Over the past couple of decades, I have been a vocal and somewhat annoying, agitator for cross-cultural and multicultural ministry in Sydney. I say “somewhat annoying” because on a couple of occasions I’ve heard words to the effect of “Here he goes again!” as I rise to speak at Synod or Standing Committee or elsewhere on the issue. I’ve been told I’m always “raving on” about this. Though this usually spurs me on all the more, today it gives me pause. I have been very critical. I think it’s time for some encouragement.
There is no doubt, in my opinion, that there has been a very great shift in the Diocese as a whole, and certainly in the Georges River Region about which I can speak with deeper knowledge when it comes to making our churches more “ethnic friendly”. We have a long, long way to go, but we are doing much better. How? (Not in any order of importance except the last)
1. We're doing more training
Over the years, I have certainly fielded more and more enquiries and requests to speak and train churches or leadership teams in cross-cultural and multi-cultural ministry. People have seen their parishes change, or noticed the change outside their walls but not inside, and they are addressing it. Churches are being intentional about starting or changing ministries to make them more accessible, more welcoming and more effective for those from different cultures.
2. We're celebrating our diversity
I am seeing more and more non-Anglo faces at the front of churches – praying, reading the bible, playing the guitar, leading services, preaching and on welcoming duty (the other front of church). This is so important so that people do not think we are mainly an Anglo church.
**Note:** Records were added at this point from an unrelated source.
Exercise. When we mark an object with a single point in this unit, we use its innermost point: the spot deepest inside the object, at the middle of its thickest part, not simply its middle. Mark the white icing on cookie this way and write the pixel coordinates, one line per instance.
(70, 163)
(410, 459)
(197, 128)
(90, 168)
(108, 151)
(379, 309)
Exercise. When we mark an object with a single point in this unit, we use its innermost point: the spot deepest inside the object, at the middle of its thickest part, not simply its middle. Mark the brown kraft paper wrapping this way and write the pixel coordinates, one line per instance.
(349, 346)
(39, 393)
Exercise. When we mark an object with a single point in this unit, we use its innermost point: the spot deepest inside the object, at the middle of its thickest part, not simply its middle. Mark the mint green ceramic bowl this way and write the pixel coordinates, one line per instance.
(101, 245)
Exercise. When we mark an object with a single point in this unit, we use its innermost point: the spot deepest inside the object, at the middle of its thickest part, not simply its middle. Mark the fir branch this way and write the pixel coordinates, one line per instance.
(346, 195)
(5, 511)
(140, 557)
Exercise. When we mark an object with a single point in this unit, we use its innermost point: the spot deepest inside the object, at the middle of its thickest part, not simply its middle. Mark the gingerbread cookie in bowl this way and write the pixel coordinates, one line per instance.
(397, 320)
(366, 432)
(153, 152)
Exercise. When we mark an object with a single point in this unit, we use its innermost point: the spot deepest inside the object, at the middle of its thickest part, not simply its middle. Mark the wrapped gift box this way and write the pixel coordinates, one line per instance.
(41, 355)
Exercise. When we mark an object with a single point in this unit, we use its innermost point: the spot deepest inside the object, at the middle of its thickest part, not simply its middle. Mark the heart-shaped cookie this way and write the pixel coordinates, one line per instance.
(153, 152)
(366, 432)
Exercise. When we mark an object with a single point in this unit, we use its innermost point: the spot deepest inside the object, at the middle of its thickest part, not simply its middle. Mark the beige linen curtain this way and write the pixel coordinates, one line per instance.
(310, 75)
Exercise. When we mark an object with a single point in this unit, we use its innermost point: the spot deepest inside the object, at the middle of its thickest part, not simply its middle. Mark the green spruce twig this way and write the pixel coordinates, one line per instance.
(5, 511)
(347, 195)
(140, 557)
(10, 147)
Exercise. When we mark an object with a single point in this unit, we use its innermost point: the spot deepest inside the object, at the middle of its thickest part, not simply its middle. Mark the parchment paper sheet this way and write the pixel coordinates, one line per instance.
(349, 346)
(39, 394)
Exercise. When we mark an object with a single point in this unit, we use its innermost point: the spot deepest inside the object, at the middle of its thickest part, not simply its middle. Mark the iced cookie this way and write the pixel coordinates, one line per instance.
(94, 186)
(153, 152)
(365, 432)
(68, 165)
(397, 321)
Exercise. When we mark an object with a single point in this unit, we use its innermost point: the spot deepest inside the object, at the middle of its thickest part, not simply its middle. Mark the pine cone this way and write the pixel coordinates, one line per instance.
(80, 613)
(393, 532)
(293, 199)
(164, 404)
I was nearly in tears during a service at Liverpool a couple of years ago when John 3:16 was read in about 15 languages. It was a special anniversary service, but still indicative of what is happens there.
3. We're starting to provide translation
I’m seeing a trickle of churches providing translation through hearing loops or even just someone quietly translating the service sitting in the back pews with others. This is can be tough to organise logistically, let alone finding a translator, but it is extremely loving and welcoming. A few years ago, I was so thrilled to hear how Yagoona church had a student minister’s wife fluent in Chinese and was able to translate the sermon for Chinese speakers sitting in the foyer, where they could look straight into the church (through glass) and hear God’s word in their heart language and not whispered. Creative and caring.
4. We're using the love language of most cultures: Food
I think the biggest and best improvement has been the food. To the ethnic person, nothing says “Nice to meet you, but don’t stay too long” better than a packet of Family Assorted Creams to feed 100 people and a half-filled Styrofoam cup of tea. This has been one of my pet peeves. Food is the love language for most cultures. Food says “I love you” or “I don’t love you”. Lots of food means you want people to stay. When people have food to eat, they stay. When people stay, they talk. When people talk, family happens.
Further, what you serve also says you want people to stay. It’s been just a delight to go from the weekly Iced Vovo to seeing baklava, spring rolls, cannoli and the like, thoughtfully bringing a welcoming familiarity to those we seek to reach. I think the “coffee culture” has helpfully come into play here as well. But many churches (pre-covid) really stepped up their morning teas and suppers and reaped the spiritual benefits. Ministers seem happier (and more rotund). I’d really love to see churches (especially in the Georges River Region) competing to see who has the best morning tea/supper…for the sake of the gospel, of course!
There are other encouragements I could mention like an Arabic service and an Assyrian service commencing pre-covid, refugee ministries and so forth. Not forgetting the amazing ministries of already established cross-cultural ministries in the Diocese. That would be another article. But for now, this somewhat annoying Bishop simply wanted to say, “Well done. Keep going! May I have another slice of baklava please?”